Kitabistan Mülkünün Sultanı: Ali Emirî Efendi
Ali Birinci
Kitabistan Mülkünün Sultanı: Ali Emirî Efendi
Ali Birinci
https://www.zdergisi.istanbul/makale/kitabistan-mulkunun-sultani-ali-emiri-efendi-648
Yakın dönem tarihimizde kitap denince ilk akla gelen isimlerden biri Ali Emirî Efendidir. İsmi kitap sevgisine alem olan Emirî Efendi yazdığı eserlerle, tek başına çıkardığı mecmualarla, kurduğu kütüphane ve Türk irfanına hediye ettiği Divanü Lugati’t-Türk ile daima hatırlanmaktadır.
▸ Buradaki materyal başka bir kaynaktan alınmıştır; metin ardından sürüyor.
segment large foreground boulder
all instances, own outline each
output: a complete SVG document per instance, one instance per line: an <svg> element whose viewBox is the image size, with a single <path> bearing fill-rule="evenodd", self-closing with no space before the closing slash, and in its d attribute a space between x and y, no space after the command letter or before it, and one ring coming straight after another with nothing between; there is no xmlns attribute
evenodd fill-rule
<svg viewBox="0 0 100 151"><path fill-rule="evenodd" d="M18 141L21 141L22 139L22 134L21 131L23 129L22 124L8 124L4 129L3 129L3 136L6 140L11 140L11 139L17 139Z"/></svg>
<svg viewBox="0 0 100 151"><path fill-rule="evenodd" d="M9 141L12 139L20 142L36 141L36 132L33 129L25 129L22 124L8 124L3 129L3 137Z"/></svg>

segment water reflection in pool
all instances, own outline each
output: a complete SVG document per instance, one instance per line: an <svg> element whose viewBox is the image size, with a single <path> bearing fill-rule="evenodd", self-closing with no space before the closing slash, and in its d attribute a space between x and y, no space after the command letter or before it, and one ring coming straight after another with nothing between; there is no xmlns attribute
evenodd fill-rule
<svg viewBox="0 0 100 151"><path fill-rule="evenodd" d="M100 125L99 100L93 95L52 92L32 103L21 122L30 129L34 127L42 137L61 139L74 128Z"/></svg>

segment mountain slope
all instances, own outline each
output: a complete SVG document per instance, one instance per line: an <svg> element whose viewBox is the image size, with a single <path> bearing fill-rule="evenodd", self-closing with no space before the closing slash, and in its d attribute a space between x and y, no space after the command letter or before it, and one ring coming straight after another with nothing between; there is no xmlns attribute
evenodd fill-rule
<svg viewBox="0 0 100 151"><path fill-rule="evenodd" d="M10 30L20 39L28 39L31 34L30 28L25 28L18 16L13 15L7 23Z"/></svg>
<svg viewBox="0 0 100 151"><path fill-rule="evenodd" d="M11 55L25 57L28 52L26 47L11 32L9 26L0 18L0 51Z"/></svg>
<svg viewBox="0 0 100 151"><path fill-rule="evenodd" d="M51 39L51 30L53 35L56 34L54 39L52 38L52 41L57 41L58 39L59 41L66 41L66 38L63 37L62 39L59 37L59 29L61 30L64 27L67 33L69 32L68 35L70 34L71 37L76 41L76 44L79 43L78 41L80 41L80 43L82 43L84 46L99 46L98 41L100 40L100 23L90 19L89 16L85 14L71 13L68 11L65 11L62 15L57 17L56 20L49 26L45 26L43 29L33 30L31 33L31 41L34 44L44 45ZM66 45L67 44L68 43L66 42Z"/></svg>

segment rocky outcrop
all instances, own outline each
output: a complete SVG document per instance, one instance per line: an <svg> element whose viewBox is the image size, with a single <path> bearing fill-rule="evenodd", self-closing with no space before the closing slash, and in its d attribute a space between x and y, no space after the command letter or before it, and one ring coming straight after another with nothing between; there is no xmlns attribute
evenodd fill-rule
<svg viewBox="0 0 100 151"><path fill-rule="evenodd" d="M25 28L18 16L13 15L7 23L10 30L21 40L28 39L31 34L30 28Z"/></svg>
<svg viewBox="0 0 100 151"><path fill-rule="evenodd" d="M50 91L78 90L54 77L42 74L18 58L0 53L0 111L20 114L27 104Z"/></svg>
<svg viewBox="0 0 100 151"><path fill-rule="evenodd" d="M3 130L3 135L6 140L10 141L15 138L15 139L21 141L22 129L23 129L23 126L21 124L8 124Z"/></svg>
Ali Emirî Efendi Emirzâde ismiyle maruf bir aileye mensup tüccardan Mehmed Şerif Efendinin oğlu olarak 1857 Mayısında (Ramazan 1273) Diyarbakır’da dünyaya geldi.
Usûl olduğu üzre mukaddeme-i ulûmu Sülûkiye Mescidinin mektebinde okudu. Diğer taraftan hususi muallimlerden, ezcümle ulemadan Fethullah Feyzî Efendi ile amcası Mehmed Şaban Kâmî Efendiden sarf, nahiv, mantık, tefsir-i şerif, Halebî, Mülteka; Farisî’den Pend-i Attar, Baharistan, Divan-ı Hâfız okudu. Türkçe kitabete muktedir, Arapça ve Farsçaya aşina idi.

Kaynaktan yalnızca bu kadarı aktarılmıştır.